Texto
. ‘Chefe dos guardas’; que signifique que são as principais coisas para a interpretação, vê-se pela significação do ‘chefe dos guardas’ [principis satellitum], que são as principais coisas para a interpretação (n. 4790). As principais coisas para a interpretação são aquelas que conduzem principalmente a interpretar a Palavra e, assim, a entender os doutrinais do amor a Deus e da caridade para com o próximo, que provêm da Palavra. Deve-se saber que os conhecimentos dos antigos tinham sido inteiramente diferentes dos conhecimentos de hoje; os conhecimentos dos antigos, como foi dito acima, trataram das correspondências das coisas no mundo natural com as coisas no mundo espiritual. Os conhecimentos que hoje são chamados filosóficos, tais quais são os aristotélicos e outros semelhantes, foram ignoradospor eles; isto também é evidente pelos livros dos mais antigos, dos quais a maior parte foi escrita por meio de coisas tais que significavam coisas interiores, as representavam e correspondiam a elas, como se pode ver somente por estas, de modo que se passa em silêncio as restantes:
[2] Que tenham estabelecido o Hélicon em um monte, e por ele tenham entendido o céu; que estabeleceram o Parnaso embaixo, em uma colina, e por ele tenham entendido os conhecimentos [scientifica]; que tenham dito que um cavalo que voa, ao qual chamaram Pégaso, rompia ali uma fonte com o casco; que tenham chamado de virgens os conhecimentos [scientias], e assim por diante. Com efeito, pelas correspondências e pelos representativos eles souberam que o ‘monte’ era o céu, que a ‘colina’ era esse céu que está por baixo ou que está juntoao homem, que o ‘cavalo’ era o intelectual, que as ‘asas’ com as quais ele voava eram as coisas espirituais, que o ‘casco’ era o natural, que a ‘fonte’ era a inteligência, e que as ‘três virgens’ que eles chamavam graças [charites] eram as afeições do bem, e que as ‘virgens’ que eram denominadas heliconides ou parnassidas eram as afeições do vero. Semelhantemente, que tenham atribuído ao sol cavalos, dos quais a comida eles chamavam ambrósia e a bebida néctar, pois sabiam que o ‘sol’ significava o amor celeste, os ‘cavalos’ as coisas intelectuais que daí provêm, e que as ‘comidas’ significavam as coisas celestes e as bebidas as coisas espirituais.

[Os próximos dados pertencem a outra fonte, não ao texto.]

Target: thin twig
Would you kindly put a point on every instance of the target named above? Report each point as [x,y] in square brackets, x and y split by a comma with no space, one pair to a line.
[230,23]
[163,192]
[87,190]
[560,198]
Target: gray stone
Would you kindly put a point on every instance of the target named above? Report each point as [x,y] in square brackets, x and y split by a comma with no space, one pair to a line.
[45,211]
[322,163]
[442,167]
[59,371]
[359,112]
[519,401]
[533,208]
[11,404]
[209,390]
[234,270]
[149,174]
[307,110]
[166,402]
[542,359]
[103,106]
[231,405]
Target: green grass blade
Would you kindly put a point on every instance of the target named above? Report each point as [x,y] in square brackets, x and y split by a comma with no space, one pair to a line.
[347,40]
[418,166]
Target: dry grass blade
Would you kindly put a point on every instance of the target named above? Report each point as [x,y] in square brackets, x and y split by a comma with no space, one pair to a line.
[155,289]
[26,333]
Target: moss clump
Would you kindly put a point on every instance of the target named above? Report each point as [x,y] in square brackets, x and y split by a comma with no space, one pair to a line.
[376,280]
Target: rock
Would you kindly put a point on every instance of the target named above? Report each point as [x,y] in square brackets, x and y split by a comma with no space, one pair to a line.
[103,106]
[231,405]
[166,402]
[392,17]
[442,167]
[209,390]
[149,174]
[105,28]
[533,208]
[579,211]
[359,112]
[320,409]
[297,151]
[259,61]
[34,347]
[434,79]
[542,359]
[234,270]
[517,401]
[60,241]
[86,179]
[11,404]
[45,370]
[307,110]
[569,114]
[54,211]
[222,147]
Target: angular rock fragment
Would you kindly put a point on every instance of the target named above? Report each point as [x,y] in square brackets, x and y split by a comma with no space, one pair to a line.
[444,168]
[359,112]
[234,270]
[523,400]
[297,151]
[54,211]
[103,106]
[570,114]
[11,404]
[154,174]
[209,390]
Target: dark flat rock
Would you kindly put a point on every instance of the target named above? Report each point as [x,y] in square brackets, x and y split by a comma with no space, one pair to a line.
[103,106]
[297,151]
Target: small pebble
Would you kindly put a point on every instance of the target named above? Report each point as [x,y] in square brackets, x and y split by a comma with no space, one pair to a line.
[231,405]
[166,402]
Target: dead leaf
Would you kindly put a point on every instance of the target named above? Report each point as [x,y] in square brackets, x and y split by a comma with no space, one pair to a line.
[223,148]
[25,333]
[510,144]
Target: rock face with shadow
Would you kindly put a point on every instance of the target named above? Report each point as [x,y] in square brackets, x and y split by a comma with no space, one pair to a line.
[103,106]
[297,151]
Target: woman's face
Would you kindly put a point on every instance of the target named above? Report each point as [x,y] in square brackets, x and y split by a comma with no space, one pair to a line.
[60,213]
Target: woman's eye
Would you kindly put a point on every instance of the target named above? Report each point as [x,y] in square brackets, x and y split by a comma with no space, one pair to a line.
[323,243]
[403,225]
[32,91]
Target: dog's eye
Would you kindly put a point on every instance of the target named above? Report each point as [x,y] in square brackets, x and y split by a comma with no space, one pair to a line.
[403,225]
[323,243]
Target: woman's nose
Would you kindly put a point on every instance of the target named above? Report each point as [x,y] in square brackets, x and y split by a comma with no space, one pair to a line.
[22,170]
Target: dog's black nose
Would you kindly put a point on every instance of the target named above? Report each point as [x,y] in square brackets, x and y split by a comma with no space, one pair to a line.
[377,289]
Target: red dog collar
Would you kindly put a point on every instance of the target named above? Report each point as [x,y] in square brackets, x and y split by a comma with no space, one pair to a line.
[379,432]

[3] Dos antigos também permaneceu que os reis, quando coroados, devam assentar-se sobre um trono de prata, vestidos de uma clâmide púrpura, devam ser ungidos com óleo, portar uma coroa na cabeça, nas mãos um cetro, uma espada e as chaves, montarão com as insígnias da realeza sobre um cavalo branco, sob cujas patas estão ferraduras de prata; devam ser servidos à mesa pelos melhores do reino, além de várias outras coisas; pois sabiam que o ‘rei’ representava o Divino Vero que provém do Divino Bem e, daí, sabiam o que representavam o ‘trono de prata’, a ‘clâmide púrpura’, o ‘óleo da unção’, a ‘coroa’, o ‘cetro’, a ‘espada’, as ‘chaves’, o ‘cavalo branco’, as ‘ferraduras de prata’, o ‘serviço pelos melhores’. Quem hoje conhece essas coisas e onde estão os conhecimentos que as ensinam? Dá-se o nome de emblemas a tais coisas, não sabendo absolutamente coisa alguma a respeito da correspondência e da representação. A partir destas explicações, fica claro quais foram os conhecimentos dos antigos, e que esses conhecimentos os tinham conduzido a cognição das coisas espirituais e celestes, que também hoje dificilmente se sabe que existem.
[4] Os conhecimentos que sucederam no lugar deles, e são propriamente ditos filosóficos, antes abstraem a mente de tais conhecimentos, porque podem ser também aplicados para confirmar os falsos, e também imergem a mente nas trevas quando por meio dele os veros são confirmados, porque a maior parte deles são palavras nuas, por meio das quais se fazem confirmações, que são compreendidas por poucos e a respeito das quais também esses poucos disputam. Daí se pode ver o quanto o gênero humano se afastou da erudição dos antigos, que conduzia à sabedoria. Os gentios tiveram esses conhecimentos da Igreja Antiga, cujo culto externo consistia em coisas representativas e significativas, e o culto interno consistia em coisas que eram representadas e significadas. Estes eram os conhecimentos que, no sentido genuíno, eram significados pelo Egito.